We walked outside and the bright cheer of sky was too much. So were the happy people sitting at a cafe next to the vet’s office. Being home without Walter was inconceivable yet it was a reality we would I presume come to accept. I tossed arugula into a wood salad bowl for dinner — a task that felt absurd but it was no less of a reminder of life and the way its current keeps pushing our open hearts along.

Feedback

When I first moved to Chicago a friend asked me to give him feedback on his yoga class. I considered him asking a compliment. I was new to the community and was still realizing that runners stretch in Connecticut was a low lunge in Chicago. I took my friend’s class and was happy to oblige his request. Though, from the get go I realized his teaching was different from anything I had practiced before. In fact, that was true of many of the classes I sampled when I moved here. I was learning a new dialect.

For years I was schooled in a particular way of doing yoga. I was convinced that my practice was the only way, the best way, the absolute holy grail. Had my friend asked me a few years ago to give him feedback on his class I might have leaned his approach up against my model to point out ways it was not measuring up to what I believed was the best technique for teaching the best yoga class.

As I am writing this I am squirming. I was passionate and confident about my content and that was all true for me at that time. It is only in these past years where I find have no idea or strong opinion about what makes a great yoga class truly great other than the willingness a teacher has to know herself and stand in that to the utmost. Something that must steer clear of public opinion.

I took my friend out for coffee. He looked at me for guidance and I thought about his class. He wanted me to tell him something concrete about his instructions or his sequence or what he could possibly do better. But I couldn’t. I no longer considered myself an authority. I kept saying the same thing. “Are you teaching what lights you up? Are you able to share that from that place?”

I thought about how much my opinions had changed over the years. I thought about the recent workshops I taught. How vulnerable I felt showing up with my stack of poetry books leading a whole weekend without having the security to rely on any system. “We just want you!” they said and how much I questioned if that would be enough. My experience now has taught me that teaching has nothing to do with making students invest in what I think but more to do with finding the language and holding the space for students to invest more in what they think.
How hard it was for me to deem that worthy enough for a weekend workshop but then again. . .

A week ago I received feedback from students who were subscribers to a certain new phenomenon called ClassPass. Despite the perfunctory advice to take the feedback “with a grain of salt,” something no human can ever really do, I took a breath and read the twenty public opinions about my class. (I will preempt this to say that many were lovely but of course my fixation rest solely on the few reviews that stung).
Tracy overcomplicates things. Fair, enough.
Teacher talks through the entire class, I mean the ENTIRE class. This one had a sad face next to it. One star.
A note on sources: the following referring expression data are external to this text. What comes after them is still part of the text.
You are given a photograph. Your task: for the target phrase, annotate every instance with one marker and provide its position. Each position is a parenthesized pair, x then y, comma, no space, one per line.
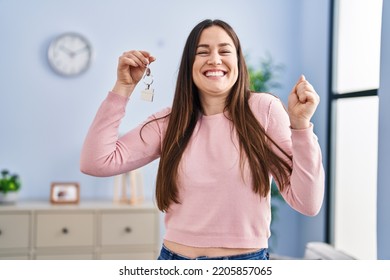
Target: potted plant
(9,187)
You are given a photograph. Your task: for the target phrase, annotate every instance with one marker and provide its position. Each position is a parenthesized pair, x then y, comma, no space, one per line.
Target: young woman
(219,147)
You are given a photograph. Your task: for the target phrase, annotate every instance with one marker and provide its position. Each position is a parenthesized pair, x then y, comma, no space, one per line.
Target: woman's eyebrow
(208,46)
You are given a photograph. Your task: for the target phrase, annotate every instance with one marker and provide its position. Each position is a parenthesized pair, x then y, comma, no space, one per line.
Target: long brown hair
(255,147)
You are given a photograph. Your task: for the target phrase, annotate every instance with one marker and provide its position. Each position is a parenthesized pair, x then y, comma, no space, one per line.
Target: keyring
(148,93)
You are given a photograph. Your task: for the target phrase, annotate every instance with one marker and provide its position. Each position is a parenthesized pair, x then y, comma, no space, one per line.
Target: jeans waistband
(261,254)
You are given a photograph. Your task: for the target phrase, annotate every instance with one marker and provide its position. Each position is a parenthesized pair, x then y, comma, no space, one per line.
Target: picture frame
(65,193)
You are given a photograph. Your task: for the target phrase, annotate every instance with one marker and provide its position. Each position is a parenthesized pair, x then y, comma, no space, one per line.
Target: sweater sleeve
(104,153)
(306,190)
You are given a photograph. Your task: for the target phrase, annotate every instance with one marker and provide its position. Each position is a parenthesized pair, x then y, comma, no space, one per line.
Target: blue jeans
(261,254)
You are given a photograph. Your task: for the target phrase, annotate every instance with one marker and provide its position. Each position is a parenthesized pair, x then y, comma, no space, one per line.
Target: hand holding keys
(148,93)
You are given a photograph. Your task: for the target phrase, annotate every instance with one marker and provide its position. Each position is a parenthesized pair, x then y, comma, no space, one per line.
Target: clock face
(70,54)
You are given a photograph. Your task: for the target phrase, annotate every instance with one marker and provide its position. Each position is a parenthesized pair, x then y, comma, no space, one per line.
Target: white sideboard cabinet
(89,230)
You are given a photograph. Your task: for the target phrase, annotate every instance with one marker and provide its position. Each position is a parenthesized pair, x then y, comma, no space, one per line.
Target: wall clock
(69,54)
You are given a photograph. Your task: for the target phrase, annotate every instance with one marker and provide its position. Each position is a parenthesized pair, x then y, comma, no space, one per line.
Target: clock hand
(66,50)
(83,49)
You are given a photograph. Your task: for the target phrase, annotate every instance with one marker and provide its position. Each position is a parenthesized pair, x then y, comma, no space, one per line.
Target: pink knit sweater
(218,207)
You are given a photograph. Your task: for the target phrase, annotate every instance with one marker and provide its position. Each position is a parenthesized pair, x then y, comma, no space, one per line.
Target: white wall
(44,117)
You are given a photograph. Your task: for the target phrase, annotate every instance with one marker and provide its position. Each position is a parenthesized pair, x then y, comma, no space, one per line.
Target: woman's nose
(215,59)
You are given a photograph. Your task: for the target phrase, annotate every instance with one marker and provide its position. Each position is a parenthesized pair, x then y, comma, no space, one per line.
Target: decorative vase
(8,197)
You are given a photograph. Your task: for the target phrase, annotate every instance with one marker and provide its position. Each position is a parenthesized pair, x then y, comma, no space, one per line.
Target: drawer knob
(127,229)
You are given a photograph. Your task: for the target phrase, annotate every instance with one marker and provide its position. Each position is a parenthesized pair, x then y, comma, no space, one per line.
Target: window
(353,134)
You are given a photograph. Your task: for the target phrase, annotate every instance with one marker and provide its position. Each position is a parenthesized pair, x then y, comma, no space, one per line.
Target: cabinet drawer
(129,256)
(64,229)
(128,228)
(14,230)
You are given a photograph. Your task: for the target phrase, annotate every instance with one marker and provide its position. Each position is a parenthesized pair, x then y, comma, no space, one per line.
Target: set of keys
(148,93)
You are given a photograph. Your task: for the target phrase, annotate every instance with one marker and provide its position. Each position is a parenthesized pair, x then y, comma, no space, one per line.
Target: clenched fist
(302,103)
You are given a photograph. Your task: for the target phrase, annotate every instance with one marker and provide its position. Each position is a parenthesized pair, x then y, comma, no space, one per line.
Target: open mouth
(215,73)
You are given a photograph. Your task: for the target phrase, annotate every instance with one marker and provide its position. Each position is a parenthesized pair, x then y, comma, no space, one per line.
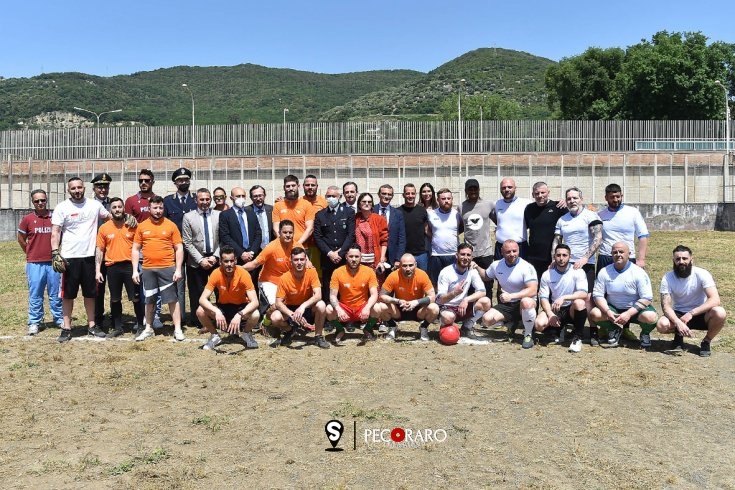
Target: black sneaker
(96,331)
(704,349)
(64,336)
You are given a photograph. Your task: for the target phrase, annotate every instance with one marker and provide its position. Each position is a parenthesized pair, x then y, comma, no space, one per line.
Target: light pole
(98,116)
(193,124)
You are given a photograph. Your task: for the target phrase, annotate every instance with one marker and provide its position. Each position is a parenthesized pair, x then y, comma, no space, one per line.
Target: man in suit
(334,232)
(175,206)
(200,233)
(239,228)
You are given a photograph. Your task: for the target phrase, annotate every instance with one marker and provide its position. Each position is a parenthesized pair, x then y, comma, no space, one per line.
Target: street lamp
(98,116)
(193,124)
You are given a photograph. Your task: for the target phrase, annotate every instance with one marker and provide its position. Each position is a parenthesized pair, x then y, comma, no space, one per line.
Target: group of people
(348,260)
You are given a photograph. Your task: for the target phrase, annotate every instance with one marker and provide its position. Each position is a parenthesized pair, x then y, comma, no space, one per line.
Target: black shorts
(696,323)
(118,275)
(79,272)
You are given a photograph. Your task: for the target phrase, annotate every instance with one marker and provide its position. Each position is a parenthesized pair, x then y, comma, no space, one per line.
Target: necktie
(243,229)
(207,242)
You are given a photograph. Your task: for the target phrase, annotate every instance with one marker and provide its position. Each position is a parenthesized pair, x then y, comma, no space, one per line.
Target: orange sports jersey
(116,243)
(354,290)
(234,291)
(408,289)
(299,211)
(157,241)
(276,261)
(293,292)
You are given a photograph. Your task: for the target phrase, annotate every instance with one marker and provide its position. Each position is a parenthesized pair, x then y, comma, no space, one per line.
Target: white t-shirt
(575,232)
(687,292)
(624,225)
(623,288)
(512,278)
(449,277)
(509,216)
(555,284)
(78,222)
(444,231)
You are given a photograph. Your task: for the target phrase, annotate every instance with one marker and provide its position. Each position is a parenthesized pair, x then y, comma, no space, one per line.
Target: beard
(683,270)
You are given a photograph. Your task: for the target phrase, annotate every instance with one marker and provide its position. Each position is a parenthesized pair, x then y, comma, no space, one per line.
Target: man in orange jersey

By the time I finished reading the reviews I worked out some ego stuff, and picked myself up by the collar. Sharon Salzburg has famously said. “We are not meditating to become better meditators. We are meditating to become better people.” Parker Palmer reminds me that what we teach is not as important as who we are when we teach. Presently, as I drift further away from any brand or prescribed system of yoga or movement preference I am left to do what perhaps any practice has intended all this time – to trust myself more than anything else and go with that.